The workshop uses a gender-based approach, which is necessary to frame sexist violence and to analyze and question the gender myths and stereotypes that sustain it and spread it. This approach is also essential so participants can approach flamenco from a critical perspective and choose suitable materials.

Group work is the ideal way to combine these aspects with individual psychotherapy. The group provides a confidential space of mutual respect, guided by a professional, where women who have endured violent situations can reflect on their experiences, benefit from socio-affective skills training and find social support.

The PsychoFlamenco workshops are an appropriate space for group therapy as they also provide benefits that the group itself does not offer. Those benefits are related to music and movement, exercise, socio-affective skills training with a gender-based approach, and especially to creating a more relaxed space than therapy for achieving goals.

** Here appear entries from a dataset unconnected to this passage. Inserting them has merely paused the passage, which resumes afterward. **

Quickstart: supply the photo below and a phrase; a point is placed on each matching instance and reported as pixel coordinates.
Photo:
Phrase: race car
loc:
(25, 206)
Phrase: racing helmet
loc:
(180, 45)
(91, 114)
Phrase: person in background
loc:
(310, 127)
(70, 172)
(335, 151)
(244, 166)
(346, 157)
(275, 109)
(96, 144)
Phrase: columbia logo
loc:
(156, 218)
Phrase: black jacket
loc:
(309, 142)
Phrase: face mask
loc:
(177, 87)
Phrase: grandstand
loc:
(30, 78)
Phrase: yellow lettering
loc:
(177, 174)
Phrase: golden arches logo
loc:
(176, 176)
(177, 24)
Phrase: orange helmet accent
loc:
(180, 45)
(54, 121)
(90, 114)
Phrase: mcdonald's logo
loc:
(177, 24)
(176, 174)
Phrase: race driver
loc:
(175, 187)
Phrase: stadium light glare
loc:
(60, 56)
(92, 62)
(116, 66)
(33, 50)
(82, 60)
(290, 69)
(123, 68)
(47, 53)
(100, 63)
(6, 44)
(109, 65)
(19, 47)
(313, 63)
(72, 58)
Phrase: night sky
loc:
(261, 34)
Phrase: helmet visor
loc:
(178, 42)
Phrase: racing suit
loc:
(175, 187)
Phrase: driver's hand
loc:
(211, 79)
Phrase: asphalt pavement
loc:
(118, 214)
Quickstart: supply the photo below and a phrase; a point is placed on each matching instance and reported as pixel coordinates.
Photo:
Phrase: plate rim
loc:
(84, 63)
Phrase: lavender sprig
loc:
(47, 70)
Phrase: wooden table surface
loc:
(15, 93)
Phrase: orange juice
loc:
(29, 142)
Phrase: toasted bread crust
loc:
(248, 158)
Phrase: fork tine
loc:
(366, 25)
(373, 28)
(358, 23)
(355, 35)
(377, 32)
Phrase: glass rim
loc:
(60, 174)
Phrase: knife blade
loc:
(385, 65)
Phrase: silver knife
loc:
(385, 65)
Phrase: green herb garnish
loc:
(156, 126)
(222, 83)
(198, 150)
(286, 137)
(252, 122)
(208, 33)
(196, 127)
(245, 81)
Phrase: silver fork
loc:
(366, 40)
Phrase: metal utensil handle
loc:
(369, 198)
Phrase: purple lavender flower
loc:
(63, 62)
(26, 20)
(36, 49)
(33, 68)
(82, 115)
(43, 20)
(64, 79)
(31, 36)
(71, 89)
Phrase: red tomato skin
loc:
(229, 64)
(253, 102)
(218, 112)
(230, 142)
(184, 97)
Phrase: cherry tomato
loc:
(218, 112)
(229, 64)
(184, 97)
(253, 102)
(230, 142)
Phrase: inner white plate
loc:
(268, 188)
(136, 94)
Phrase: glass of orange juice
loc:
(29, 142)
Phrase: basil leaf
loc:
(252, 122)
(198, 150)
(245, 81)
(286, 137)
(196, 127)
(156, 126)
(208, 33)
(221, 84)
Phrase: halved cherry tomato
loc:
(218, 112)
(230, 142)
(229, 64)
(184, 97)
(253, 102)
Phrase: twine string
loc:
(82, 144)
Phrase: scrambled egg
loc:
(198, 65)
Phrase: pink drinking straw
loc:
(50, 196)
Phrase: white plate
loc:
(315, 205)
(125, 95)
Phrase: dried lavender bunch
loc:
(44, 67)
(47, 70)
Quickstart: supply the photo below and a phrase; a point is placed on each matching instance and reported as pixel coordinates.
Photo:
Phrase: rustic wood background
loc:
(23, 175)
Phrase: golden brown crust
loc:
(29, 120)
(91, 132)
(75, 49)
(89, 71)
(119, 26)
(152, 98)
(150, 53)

Who created the PsychoFlamenco workshops?

Roser Vicente Marín is a trained Health Psychologist with a degree from the University of Barcelona. She holds a Master’s degree in Addiction  studies and a Postgraduate degree in domestic violence evaluation and intervention from UofB. Roser has been a psychotherapist in several substance abuse treatment centres in Barcelona and trained in flamenco dance in Barcelona and Granada.